I want to add cichlids there, as they are most the interesting fish in my opinion after dragon goby. Also to mention i want a "beautiful" tank set up, that mean no breeding, fish just living to it's fullest happiness and potential.

here is list of Cichlids i'm most interested in:

Duboisi
Red Zebra
Dog tooth
venestus
kenyi
maingano
yellow lab
daffodil
lemon
livingstoni
tropheus

I want to have very colorful tank, many different colors, just to throw a presumable compilation: Duboisi, Red Zebra/yellow lab, Venestus, Dog tooth/Kenyi, daffodil, tropheus, maingano. I put it together out of no where just looking at colors as it's my main Idea, to have most colorful tank. Please let me know what combination you would suggest and that are compatible.


----------



## DJRansome (Oct 29, 2005)

These are not brackish fish. Venustus and livingstonii are better in a 72" tank. Kenyi and maingano are too aggressive for 48x12.

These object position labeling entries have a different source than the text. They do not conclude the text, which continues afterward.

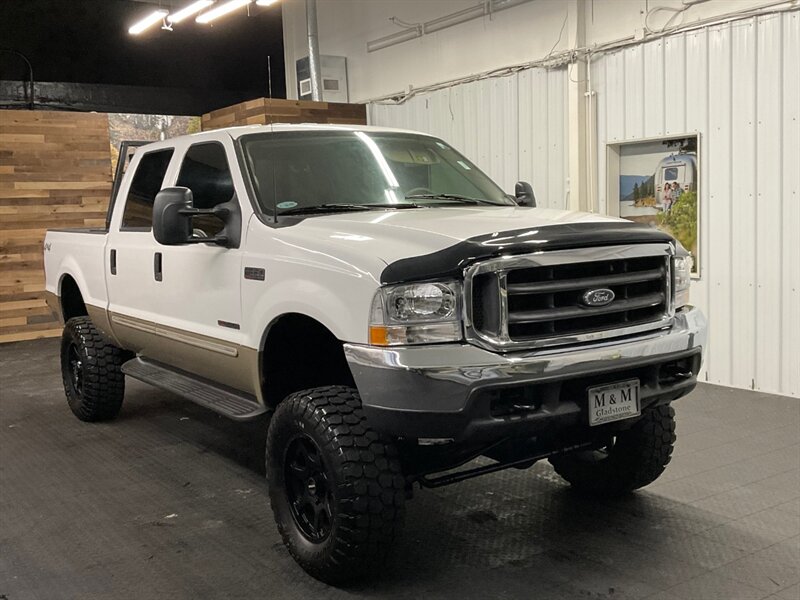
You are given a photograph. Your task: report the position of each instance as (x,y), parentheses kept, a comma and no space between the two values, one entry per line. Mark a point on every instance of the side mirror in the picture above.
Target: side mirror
(173,210)
(172,221)
(523,194)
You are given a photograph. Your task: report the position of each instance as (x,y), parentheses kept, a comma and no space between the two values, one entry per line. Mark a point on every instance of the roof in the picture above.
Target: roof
(236,132)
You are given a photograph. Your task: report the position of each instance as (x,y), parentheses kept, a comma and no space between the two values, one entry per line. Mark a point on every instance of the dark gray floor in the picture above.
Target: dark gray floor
(169,501)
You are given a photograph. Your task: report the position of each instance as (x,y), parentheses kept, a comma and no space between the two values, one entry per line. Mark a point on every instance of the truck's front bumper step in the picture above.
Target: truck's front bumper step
(463,392)
(228,402)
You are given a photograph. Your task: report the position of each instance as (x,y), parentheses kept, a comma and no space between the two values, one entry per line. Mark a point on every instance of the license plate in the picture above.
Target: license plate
(614,402)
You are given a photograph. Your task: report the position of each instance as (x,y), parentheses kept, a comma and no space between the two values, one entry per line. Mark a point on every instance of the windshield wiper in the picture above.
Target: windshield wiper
(453,197)
(340,207)
(326,208)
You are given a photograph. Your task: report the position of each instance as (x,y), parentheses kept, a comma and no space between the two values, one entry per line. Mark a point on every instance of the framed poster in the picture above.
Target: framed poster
(658,183)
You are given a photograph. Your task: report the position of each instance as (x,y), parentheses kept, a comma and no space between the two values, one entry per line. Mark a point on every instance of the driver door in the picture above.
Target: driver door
(199,285)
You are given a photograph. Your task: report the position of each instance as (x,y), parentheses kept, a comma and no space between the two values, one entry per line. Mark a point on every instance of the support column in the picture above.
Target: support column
(576,111)
(314,67)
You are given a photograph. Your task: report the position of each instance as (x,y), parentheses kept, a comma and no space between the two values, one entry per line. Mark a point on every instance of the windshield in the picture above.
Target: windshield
(294,172)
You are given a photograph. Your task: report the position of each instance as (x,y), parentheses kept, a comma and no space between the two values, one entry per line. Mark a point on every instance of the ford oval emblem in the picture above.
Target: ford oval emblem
(598,297)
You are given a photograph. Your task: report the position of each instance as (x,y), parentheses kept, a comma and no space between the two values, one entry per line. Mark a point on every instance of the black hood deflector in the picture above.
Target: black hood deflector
(450,262)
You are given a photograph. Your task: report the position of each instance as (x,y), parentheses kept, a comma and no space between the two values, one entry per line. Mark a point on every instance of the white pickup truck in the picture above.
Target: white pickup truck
(394,312)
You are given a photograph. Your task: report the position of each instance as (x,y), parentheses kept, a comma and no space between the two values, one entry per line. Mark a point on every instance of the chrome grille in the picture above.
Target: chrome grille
(537,300)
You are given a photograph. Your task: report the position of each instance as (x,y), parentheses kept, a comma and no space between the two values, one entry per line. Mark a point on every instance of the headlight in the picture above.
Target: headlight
(682,278)
(417,313)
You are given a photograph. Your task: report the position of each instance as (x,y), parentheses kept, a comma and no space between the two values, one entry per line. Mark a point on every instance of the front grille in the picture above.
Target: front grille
(539,300)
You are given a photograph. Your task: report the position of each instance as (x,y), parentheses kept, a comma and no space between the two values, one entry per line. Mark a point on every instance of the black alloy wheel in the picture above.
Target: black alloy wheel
(308,488)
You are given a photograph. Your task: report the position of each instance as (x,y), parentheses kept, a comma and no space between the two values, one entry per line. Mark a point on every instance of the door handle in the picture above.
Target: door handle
(157,266)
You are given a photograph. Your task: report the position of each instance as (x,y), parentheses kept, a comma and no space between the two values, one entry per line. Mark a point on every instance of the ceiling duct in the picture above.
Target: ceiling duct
(411,31)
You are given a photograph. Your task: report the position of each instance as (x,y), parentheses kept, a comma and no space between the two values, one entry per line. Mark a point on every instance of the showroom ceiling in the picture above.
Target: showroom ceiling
(88,42)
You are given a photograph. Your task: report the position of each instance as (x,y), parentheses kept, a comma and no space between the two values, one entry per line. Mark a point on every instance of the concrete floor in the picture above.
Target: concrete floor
(169,501)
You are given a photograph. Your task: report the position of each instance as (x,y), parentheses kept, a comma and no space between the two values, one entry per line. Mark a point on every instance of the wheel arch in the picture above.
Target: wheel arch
(70,298)
(298,352)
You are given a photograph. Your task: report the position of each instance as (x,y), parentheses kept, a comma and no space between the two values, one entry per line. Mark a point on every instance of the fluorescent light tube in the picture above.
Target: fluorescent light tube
(148,21)
(192,9)
(222,9)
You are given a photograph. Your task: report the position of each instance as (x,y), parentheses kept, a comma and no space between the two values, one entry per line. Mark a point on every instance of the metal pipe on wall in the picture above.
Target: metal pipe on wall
(314,67)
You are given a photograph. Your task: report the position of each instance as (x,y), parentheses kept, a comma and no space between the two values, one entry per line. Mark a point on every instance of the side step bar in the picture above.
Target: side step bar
(226,401)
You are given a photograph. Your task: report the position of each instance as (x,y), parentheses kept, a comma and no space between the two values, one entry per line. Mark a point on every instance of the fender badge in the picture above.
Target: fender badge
(255,273)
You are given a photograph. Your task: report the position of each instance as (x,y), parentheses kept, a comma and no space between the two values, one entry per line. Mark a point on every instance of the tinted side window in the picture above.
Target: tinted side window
(205,171)
(145,185)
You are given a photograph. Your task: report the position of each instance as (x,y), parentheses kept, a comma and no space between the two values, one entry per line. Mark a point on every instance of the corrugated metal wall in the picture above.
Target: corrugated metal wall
(738,85)
(514,128)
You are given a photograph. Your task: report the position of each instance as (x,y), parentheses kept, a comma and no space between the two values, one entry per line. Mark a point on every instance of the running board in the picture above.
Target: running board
(226,401)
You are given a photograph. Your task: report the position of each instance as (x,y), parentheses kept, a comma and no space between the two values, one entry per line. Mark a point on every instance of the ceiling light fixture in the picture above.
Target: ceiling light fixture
(222,9)
(192,9)
(148,21)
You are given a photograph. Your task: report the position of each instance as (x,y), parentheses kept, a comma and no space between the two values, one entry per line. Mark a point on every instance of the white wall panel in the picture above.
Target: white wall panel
(738,86)
(514,128)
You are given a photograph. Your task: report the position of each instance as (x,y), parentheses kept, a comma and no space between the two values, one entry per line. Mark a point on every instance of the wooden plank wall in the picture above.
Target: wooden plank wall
(263,111)
(55,171)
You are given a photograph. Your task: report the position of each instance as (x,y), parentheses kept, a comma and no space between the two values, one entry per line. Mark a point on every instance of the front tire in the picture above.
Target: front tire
(633,459)
(91,369)
(336,487)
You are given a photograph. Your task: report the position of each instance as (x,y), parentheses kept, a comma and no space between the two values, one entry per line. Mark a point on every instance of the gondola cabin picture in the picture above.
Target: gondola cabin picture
(658,186)
(674,176)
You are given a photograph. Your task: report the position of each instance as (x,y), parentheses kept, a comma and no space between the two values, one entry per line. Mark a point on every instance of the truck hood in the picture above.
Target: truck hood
(453,235)
(396,234)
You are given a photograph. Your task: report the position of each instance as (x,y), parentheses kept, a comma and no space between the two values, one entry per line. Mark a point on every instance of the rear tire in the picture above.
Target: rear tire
(91,371)
(634,459)
(336,487)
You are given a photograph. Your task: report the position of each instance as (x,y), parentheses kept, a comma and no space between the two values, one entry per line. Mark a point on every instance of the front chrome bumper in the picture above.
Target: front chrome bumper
(441,379)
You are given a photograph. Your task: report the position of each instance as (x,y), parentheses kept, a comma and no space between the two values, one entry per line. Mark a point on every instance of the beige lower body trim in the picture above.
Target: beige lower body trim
(229,364)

I have tried mixing Malawi and Tanganyikans before with the result of fish hiding or frozen in fear. The leleupi looked like they were covered in soot. I did not find my fish lived to their fullest happiness potential with this mix.

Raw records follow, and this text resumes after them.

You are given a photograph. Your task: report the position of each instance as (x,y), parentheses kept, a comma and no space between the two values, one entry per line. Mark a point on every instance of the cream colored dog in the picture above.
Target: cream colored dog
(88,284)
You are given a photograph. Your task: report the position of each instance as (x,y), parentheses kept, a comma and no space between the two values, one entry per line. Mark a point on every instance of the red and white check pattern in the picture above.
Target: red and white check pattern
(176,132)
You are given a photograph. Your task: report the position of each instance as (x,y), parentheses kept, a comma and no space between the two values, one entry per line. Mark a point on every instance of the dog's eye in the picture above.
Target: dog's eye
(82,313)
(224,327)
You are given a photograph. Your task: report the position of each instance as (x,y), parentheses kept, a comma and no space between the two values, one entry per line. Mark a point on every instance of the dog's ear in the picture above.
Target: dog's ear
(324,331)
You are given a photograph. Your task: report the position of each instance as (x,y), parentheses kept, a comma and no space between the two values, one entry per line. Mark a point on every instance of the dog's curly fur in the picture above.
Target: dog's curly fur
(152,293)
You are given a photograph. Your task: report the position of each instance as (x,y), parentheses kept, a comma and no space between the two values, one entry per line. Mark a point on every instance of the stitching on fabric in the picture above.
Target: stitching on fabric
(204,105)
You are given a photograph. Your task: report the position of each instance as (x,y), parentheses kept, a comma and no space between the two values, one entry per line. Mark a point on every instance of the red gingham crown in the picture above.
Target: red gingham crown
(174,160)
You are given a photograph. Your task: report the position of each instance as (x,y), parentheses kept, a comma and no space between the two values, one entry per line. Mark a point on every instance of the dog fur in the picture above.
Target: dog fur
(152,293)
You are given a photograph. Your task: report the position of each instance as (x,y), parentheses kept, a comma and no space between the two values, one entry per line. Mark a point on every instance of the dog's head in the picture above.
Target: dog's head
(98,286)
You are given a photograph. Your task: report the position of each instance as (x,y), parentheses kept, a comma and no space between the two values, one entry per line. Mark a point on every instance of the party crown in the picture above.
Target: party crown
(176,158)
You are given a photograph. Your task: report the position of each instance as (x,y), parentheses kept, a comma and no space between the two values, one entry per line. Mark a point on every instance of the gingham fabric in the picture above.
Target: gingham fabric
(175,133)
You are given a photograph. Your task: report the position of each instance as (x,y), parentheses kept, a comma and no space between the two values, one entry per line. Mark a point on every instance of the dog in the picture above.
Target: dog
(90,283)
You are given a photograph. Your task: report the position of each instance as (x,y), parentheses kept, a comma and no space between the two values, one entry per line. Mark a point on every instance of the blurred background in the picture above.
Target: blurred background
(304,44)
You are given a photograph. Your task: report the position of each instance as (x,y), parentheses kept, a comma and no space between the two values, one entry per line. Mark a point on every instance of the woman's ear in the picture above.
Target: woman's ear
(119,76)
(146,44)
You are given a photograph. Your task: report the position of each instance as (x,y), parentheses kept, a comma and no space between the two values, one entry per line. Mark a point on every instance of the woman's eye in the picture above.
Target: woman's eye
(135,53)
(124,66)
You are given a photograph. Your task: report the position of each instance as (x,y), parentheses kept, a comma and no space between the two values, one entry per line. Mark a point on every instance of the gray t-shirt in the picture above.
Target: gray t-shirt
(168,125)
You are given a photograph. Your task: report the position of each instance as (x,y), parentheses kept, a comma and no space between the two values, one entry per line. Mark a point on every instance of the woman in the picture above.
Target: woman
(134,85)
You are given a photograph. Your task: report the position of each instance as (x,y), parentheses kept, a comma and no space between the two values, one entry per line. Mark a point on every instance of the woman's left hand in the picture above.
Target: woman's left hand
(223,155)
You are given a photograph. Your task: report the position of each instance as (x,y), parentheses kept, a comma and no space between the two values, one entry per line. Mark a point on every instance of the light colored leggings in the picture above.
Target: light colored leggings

Part of how I formed this opinion is I previously kept the Tangs in a community tank where they DID seem to live to their fullest happiness and potential.


----------



## klimarov (May 12, 2015)

so what can i keep with goby that is playful and colorful if cichlids don't work?


----------



## DJRansome (Oct 29, 2005)

I'm moving this to General Aquaria for other brackish suggestions.


----------



## klimarov (May 12, 2015)

thank you


----------



## DJRansome (Oct 29, 2005)

I was curious myself so I Googled it and found this:


> A highly territorial, solitary fish that should be kept in a species tank. If not kept in brackish water (1.005 to 1.010sg) , you will have continuous problems with these guys and they wont live very long. Feed them a mixed diet consisting of frozen and freeze-dried foods. In nature this species is an opportunistic scavenger and feeds on small organisms in the substrate, by sifting mud in its mouth. The Dragon Goby has Teeth, and should be fed crunchy foods at time, like snails, in order to keep his teeth from growing too long, which will result in not eating and death.
> 
> If kept in a community setting, They can be picked on by more aggressive tank mates. They love to stay hidden, especially from the aggressor. He will get aggressive in order to defend himself, but it will take a lot bullying for this to happen. Good tankmates include other brackish water fish species such as larger Livebearers, Scats and Monos. The tank should have a substrate of fine gravel or preferably, sand. Because this fish likes to bury itself, sharp rocks can injure the fish. Provide hiding places with smooth rocks, bogwood, roots, caves, tubes, and tunnels. Leave large open areas for foraging. The Dragon Goby has Modified ventral fins allow them to cling to the glass, if they choose too. If you find your DG is hiding too much and you would like to see him, you can trick him by place a slab of rock leaning on the front wall, and he will "hide" and be in your view.


----------



## klimarov (May 12, 2015)

thank you, i guess cichlids wont do well with it. i have tank set up exactly for goby. however never heard they were aggressive. mostly mild and hiding.


----------



## james1983 (Dec 23, 2007)

I've seen tanks with dragon gobies and orange chromides which are cichlids. Add a hand full of large mollies, between the chromide and mollies you'll have plenty of color and have fish that are brackish.


----------